After clicking the return aligned data button a SpaMTP Seurat object with the H&E image added to the @image$slice1 slot will be returned. Here “fov” is the original SM plotting coordinates and “slice1” has the adjusted coordinates to match the H&E image.

bladder_HE@images
## $fov
## Spatial coordinates for 34840 cells
## Default segmentation boundary: centroids 
## Associated assay: Spatial 
## Key: Spatial_ 
## 
## $slice1
## Spatial coordinates for 34840 cells
## Default segmentation boundary: centroids 
## Associated assay: Spatial 
## Key: slice_

Lets now visualise this:

(ImageDimPlot(bladder_HE, group.by = "ssc", fov = "fov", size = 1) & scale_y_reverse() )/ 
  (SpatialDimPlot(bladder_HE, group.by = "ssc", images = "slice1", pt.size.factor = 3) &theme_void())

This also means that we can now visualise our data using the Plot3D() function with a H&E image:

### Identified the m/z values that are to be plot
mzs <- unlist(lapply(c(798.5411, 741.5306), function(x) FindNearestMZ(data = bladder_annotated, target_mz = x)))
ROI_HE <- subset(bladder_HE, subset = ssc %in% c("2", "5", "6"))

Plot3DFeature(ROI_HE, features = mzs, show.image = "slice1", assays = "Spatial", between.layer.height = 300, names = c("PC(34:1)","SM(34:1)"), plot.height = 400, plot.width = 700, downscale.image = 2)

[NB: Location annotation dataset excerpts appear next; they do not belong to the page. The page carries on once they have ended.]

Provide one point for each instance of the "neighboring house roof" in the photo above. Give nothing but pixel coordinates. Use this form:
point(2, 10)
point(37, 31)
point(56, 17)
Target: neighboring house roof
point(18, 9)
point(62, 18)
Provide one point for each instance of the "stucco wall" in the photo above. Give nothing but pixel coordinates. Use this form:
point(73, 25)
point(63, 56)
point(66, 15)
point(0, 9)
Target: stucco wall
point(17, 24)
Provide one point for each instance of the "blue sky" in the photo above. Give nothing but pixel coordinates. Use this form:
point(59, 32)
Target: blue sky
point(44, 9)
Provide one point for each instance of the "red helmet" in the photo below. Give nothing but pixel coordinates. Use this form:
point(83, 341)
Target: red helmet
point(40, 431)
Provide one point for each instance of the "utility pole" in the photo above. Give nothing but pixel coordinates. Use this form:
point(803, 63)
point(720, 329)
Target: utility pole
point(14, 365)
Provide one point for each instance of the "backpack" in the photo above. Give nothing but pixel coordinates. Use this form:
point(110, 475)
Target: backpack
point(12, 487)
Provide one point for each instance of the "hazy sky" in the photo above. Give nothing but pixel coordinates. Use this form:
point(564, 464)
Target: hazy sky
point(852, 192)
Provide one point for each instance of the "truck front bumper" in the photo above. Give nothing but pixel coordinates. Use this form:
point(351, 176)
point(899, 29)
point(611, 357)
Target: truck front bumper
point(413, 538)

This function is designed for plotting two features simultaneously. If we only want to visualise one of the features, we can use a work around to only show a single trace, where trace 1 = feature1, trace 2 = feature2 and trace 3 = image. Here, we just provide one feature to plot. To stop this one feature being replicated, we can add an additional line of code shown below:

p <- Plot3DFeature(ROI_HE, features = mzs[2], show.image = "slice1", assays = "Spatial", between.layer.height = 300, names = c("SM(34:1)", "SM(34:1)"), plot.height = 400, plot.width = 700, downscale.image = 2)

plotly::style(p, visible = FALSE, traces = 1)

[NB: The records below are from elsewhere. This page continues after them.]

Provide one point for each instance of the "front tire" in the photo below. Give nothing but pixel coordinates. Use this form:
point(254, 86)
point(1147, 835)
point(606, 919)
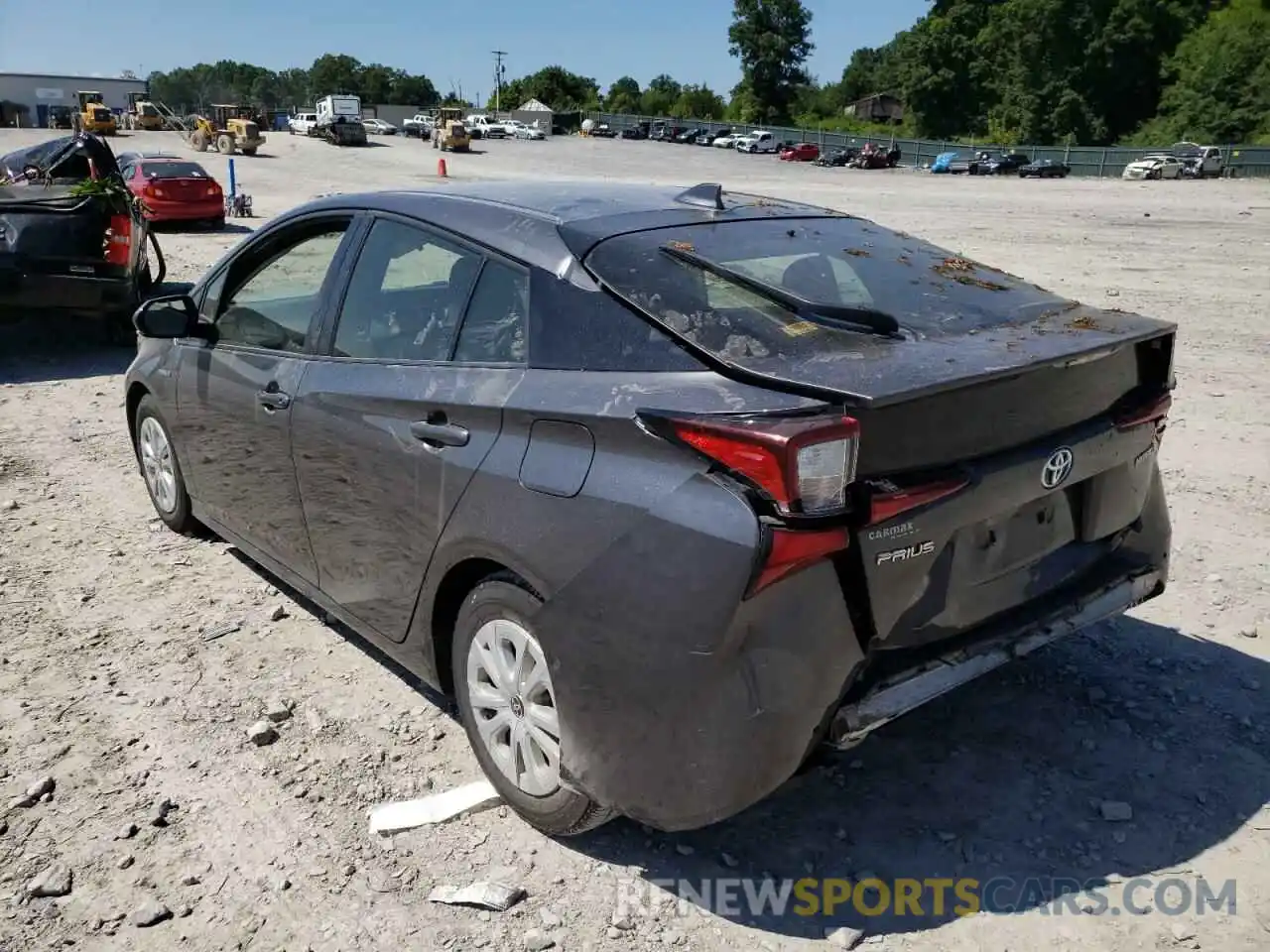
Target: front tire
point(160, 468)
point(507, 703)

3D Ploting of features and metadata

Although the Plot3DFeatures function is mainly used for plotting features from different modalities (i.e. genes and metabolites). It can also be used to plot metadata with feature or metadata between modalities. Lets visualise this below:

# Plot3DFeatures can either take in a colour palette (i.e. "Reds", "Blues", etc.) or a list of RGB values
# In this case we want our feature to be plotted using "Reds" and our clustering results to be coloured in categorical colours 

col.palette <- list(
  "Reds",  # Use built-in Plotly colorscale
  list(     # Define custom colorscale manually
    list(0, "rgb(0,0,255)"),   # Blue at 0
    list(0.5, "rgb(0,255,0)"), # Green at 0.5
    list(1, "rgb(255,0,0)")    # Red at 1
  )
)


Plot3DFeature(ROI_HE, features = c(mzs[2], "ssc"), show.image = "slice1", assays = "Spatial", between.layer.height = 300, names = c("Metabolite", "Clusters"), plot.height = 400, plot.width = 700, downscale.image = 2, col.palette = col.palette)

If we want to specify the exact colours for our clusters we can use the code below to convert colours/hex values to RGB:

# We will use the same colour palette as used in the "Mouse Urinary Bladder" tutorial
# Make sure that you only include values that are present in your plot
hex_list = list("2" = "#C2B03B",
                   "5" = "#0074B0",  
                   "6" = "#DE4D6C")

# Convert the names to numeric values
values <- as.numeric(names(hex_list))

# Normalize values between 0 and 1
normalized_values <- (values - min(values)) / (max(values) - min(values))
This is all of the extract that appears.